Nitrogen-containing compounds act as nutrients in streams, rivers, and reservoirs. The major sources of nitrogen in water are municipal and industrial wastewater, septic tanks, feedlot discharges, animal wastes (livestock, birds, mamals, and fish), fertilized field and lawn runoff, and vehicle exhausts (exhausts are sources of N2 and oxides of nitrogen). Nitrogen in water can be oxidized to nitrites (NO2-). Bacteria in water converts nitrites to nitrates (NO3-) through a process which ties up the available oxygen in water.Nitrate levels in water fluctuate by season, with Spring concentrations usually higher after snowmelt. Higher nitrate levels also occur following heavy rainfall.The major impact of nitrates and nitrites on fresh water bodies is that of fertilization leading to possible eutrophication. Nitrates stimulate the growth of algae and plankton, but excessive levels of nitrogen can cause overproduction of algae and plankton.
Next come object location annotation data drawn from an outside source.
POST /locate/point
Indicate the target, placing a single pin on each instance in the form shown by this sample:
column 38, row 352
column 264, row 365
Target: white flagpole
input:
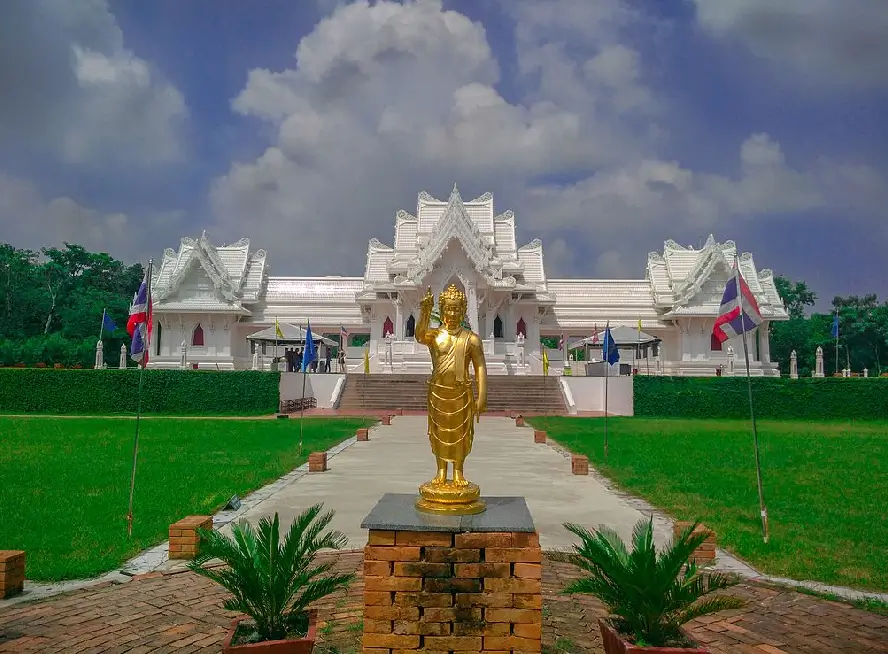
column 758, row 466
column 146, row 348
When the algae and plankton die, they decompose and consume oxygen. The consumption and eventual depletion of oxygen can lead to the suffocation of other organisms.There is no Illinois general use standard for nitrates.
The temperatures reported here are those monitored during the sample collection.
The temperature of the water can have many effects. First, the temperature range of the water can significantly affect which fish will survive or thrive in the water. Second, the temperature, amongst other factors, can affect the amount of disolved oxygen in the water, which in turn can affect the various lifeforms in the water. Third, the temperature of the water can affect algae growth in the water. Finally, the temperature of the water can affect the level of certain chemical ions in the water, which in turn can affect the fish within the water. Generally, relatively high water temperatures are detrimental to desirable fish populations.